If you happen to ask line managers how they manage the performance of their employees, in my experience you’re likely to receive a variation on one of two responses:
- ‘Oh, I understand the disciplinary process, I know that if an employee isn’t performing then we need to go down the formal route.’
- ‘Well, we have an annual appraisal, so I’ll tell them then how they’re doing.’
If you’re new in a management role, from the examples above it can become very easy to make the mistake that performance management is a one off, annual event, as opposed to the ongoing, proactive process that it needs to be in order to really deliver results.
A snapshot in time
I have a personal hatred of the annual appraisal process. Why? Well, I’m yet to find an organisation where it truly works. From the perspective of a line manager, it’s generally seen as little more than an administrative burden, a pile of ‘school reports’ to write which distract you from the day job. Once a year, managers are faced with the onerous task of sitting down and typing up a summary judgement on each individual employee. For most of us, it’s unlikely we can remember much past the previous two weeks – making the phrase ‘annual appraisal’ something of a misnomer. Instead, this becomes more of a ‘snapshot in time’ of an employee’s performance, with performance gradings being raised or lowered based on something as subjective as whether the employee is currently in or out of favour with their line manager.
From the employee’s point of view, an appraisal is at best something to be endured, at worst, something which actively creates fear and tension – quite the opposite of the desired impact! Most employees – myself included – have gone into these annual appraisal meetings with very little idea of what to expect. Will we currently be in favour, or will this instead be a damning indictment of every minor misdemeanour we’re perceived to have committed over the past few months? I know of one line manager – not a Benefexer! – who, when an employee had completely failed to deliver a key project, said that they weren’t going to speak to them about it. When asked why, their response was simple: ‘I’ll talk to them about it in 3 months when I sit down with them for their annual appraisal. We can pick it up then.’ So, in this instance, the employee has no idea that they haven’t delivered, has had no opportunity to improve and deliver the results the business really needs…and then is greeted with an unexpected dressing down when they attend for their appraisal meeting. Not exactly a great outcome for anyone, is it?
It was with all of the above in mind that I sat down to look at how we proactively manage performance and support our employees to deliver results here at Benefex. I knew from experience that an annual approach was unlikely to work. I wanted something which mirrored our culture and how we work here: proactive; dynamic; responsive to change. And that’s when Matt – our CEO – introduced me to the OKR framework…

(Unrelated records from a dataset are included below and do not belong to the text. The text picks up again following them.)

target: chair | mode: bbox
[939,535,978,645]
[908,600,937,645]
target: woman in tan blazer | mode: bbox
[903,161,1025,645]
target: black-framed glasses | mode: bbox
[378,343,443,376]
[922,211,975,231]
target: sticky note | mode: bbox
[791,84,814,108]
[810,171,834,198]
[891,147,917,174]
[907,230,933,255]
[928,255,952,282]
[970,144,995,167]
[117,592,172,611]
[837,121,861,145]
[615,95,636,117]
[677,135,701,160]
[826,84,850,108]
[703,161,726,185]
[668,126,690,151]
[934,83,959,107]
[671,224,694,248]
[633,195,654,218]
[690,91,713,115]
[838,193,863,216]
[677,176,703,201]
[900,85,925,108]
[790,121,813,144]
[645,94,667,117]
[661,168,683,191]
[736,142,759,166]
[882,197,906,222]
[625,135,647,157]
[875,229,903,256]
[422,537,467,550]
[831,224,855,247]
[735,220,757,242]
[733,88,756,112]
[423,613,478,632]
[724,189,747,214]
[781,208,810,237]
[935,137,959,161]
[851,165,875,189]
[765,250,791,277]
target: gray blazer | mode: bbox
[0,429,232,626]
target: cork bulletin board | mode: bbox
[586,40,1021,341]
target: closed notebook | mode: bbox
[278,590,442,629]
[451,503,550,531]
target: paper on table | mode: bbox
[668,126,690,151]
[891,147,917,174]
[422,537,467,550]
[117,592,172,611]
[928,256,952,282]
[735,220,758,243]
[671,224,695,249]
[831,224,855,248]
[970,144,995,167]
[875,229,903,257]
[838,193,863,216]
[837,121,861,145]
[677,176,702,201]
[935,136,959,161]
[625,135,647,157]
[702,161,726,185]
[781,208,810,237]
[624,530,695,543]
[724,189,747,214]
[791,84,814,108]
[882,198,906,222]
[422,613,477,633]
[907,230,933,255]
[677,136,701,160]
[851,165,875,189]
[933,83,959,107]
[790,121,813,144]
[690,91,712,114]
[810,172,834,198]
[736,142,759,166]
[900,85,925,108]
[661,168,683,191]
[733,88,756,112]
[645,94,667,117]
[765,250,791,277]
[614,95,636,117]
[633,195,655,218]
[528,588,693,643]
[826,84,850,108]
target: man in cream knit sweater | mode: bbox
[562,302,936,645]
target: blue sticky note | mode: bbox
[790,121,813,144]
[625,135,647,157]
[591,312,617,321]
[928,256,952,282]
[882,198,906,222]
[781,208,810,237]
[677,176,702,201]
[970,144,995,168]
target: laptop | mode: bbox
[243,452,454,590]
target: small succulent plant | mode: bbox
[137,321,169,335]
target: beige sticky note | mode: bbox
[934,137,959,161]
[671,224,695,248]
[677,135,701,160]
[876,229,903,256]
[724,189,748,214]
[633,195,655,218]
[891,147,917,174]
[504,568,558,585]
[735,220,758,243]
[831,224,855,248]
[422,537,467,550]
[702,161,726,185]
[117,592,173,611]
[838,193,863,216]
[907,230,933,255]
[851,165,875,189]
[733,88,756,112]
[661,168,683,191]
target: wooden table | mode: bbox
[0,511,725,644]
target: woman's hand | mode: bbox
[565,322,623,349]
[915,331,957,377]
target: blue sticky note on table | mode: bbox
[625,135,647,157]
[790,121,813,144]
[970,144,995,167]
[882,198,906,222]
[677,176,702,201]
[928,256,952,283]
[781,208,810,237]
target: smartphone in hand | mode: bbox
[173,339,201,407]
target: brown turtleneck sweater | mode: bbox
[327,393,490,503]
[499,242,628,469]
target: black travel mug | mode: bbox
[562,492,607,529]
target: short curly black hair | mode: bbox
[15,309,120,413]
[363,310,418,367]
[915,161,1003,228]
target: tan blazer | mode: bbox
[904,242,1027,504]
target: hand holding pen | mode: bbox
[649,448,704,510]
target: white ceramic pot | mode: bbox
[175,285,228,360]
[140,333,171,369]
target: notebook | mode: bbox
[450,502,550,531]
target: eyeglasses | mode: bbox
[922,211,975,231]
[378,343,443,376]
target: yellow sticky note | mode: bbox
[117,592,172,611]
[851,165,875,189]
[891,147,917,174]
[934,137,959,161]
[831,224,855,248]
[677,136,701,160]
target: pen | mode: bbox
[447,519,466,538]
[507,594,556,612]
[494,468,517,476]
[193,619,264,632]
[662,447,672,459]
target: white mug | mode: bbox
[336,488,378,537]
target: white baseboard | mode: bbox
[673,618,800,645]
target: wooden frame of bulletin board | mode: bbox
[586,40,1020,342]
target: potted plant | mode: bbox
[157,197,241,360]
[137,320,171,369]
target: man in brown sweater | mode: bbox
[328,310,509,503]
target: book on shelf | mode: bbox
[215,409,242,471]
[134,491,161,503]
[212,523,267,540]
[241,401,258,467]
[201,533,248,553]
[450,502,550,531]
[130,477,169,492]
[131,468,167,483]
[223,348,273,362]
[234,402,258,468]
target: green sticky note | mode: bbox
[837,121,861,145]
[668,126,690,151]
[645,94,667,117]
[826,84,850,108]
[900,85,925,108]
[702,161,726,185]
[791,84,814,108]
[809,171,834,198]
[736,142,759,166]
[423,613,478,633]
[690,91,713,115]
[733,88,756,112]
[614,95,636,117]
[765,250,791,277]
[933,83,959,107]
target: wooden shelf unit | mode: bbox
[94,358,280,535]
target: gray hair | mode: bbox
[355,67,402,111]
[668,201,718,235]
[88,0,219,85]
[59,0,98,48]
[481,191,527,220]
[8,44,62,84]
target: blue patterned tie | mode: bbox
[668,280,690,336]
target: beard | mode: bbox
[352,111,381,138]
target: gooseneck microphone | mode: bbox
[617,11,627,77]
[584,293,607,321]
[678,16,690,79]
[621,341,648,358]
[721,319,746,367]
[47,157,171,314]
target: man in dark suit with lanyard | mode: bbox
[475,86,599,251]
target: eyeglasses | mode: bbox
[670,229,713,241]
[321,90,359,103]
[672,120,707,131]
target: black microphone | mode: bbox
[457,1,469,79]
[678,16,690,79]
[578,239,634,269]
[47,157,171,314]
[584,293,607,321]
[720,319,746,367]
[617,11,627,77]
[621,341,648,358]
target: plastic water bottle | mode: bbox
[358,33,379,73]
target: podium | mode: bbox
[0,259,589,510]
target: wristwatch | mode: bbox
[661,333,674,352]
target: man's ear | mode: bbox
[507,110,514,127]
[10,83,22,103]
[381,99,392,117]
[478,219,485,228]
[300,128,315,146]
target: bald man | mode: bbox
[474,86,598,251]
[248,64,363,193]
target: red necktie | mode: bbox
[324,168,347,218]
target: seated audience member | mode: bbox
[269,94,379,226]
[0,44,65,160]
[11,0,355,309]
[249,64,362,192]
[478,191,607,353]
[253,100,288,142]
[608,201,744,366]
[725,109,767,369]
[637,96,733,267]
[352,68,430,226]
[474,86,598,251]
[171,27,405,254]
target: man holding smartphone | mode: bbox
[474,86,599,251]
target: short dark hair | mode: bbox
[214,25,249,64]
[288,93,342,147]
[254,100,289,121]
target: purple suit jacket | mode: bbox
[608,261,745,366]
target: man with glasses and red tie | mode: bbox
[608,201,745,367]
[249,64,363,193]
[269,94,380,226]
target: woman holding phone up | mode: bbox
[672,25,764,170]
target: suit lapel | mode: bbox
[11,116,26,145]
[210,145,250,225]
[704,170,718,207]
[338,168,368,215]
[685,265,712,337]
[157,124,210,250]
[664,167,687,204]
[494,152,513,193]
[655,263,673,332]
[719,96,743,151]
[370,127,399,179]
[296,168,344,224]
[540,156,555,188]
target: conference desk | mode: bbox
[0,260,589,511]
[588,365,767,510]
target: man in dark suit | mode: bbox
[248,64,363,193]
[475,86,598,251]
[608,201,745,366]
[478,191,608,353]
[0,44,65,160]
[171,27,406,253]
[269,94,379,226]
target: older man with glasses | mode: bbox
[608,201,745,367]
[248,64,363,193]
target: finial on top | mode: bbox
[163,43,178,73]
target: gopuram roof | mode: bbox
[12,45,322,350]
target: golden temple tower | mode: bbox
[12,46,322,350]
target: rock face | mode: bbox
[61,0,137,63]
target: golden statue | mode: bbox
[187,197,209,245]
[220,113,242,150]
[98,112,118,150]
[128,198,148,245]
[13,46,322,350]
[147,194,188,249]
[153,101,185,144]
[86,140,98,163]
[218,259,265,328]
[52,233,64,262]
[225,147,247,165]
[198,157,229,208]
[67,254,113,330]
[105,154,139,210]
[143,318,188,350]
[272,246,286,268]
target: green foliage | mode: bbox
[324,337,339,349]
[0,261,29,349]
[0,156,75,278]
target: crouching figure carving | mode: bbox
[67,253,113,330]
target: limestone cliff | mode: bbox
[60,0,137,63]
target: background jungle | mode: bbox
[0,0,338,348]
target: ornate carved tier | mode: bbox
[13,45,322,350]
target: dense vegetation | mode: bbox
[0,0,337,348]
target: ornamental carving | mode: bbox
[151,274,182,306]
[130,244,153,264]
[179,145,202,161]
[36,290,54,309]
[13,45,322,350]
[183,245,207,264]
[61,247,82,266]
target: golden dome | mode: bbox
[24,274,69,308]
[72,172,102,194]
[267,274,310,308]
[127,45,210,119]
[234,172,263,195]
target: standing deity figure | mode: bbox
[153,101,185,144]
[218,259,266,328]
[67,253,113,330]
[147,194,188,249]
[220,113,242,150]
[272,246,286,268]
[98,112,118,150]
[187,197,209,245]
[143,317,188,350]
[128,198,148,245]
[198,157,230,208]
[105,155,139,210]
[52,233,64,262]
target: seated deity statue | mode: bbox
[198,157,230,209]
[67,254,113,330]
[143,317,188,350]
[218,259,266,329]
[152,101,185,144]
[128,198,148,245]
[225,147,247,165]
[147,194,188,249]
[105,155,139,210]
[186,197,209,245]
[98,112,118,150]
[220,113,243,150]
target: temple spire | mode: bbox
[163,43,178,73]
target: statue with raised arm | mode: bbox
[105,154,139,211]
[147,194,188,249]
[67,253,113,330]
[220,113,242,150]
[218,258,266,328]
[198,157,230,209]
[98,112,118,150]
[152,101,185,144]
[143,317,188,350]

The OKR approach is a model which was first developed in the 1970s by Andrew Grove, then President at Intel, and has since been picked up and run with by a number of organisations, including LinkedIn, Twitter and Google. Most importantly, it is glorious in its simplicity and the mutual benefits it delivers for both employees and organisations alike.
The acronym stands for Objectives and Key Results. In short, the principle is that OKRs are set for the company and the teams and individuals within it: a set of structured objectives measured by the delivery of key results and working towards one common goal. By aligning targets in this way, logic follows that the overall delivery of an organisation towards its strategic plan will be that much more effective.
OKR meets CPD
When it comes to individual employees, OKRs set the objective framework for their performance to be reviewed against. Here at Benefex, we have this year trialled a programme whereby OKRs are set alongside an employee’s personal learning goals and are supported by a CPD (Continuous Professional Development) record, all of which should complement each other. The OKR framework should be used at each monthly one to one which a manager holds with their individual employee, to set new objectives, review progress against existing ones and use this to target new learning and development opportunities. Because the OKR framework is absolutely objective – one of the key principles being that OKRs should be able to be picked up by anyone in the organisation and, based on the available evidence, it will be clear as to whether or not the objective has been delivered – all of a sudden performance management steps right outside of that subjective circle of whether or not you feel like that employee is doing a good job right now, based on their performance in the last two weeks. Instead, you have a clear set of criteria upon which to measure success, and a real-time approach to driving performance forward.
Keeping it real
From the employee’s perspective, all of a sudden performance management becomes something which is real, frequent and genuinely motivating. We know that an employee who receives regular feedback on their performance is far more likely to be motivated and engaged, and therefore delivering great results for both that individual and also the wider organisation. Which, however you choose to look at it, is a pretty great outcome all round.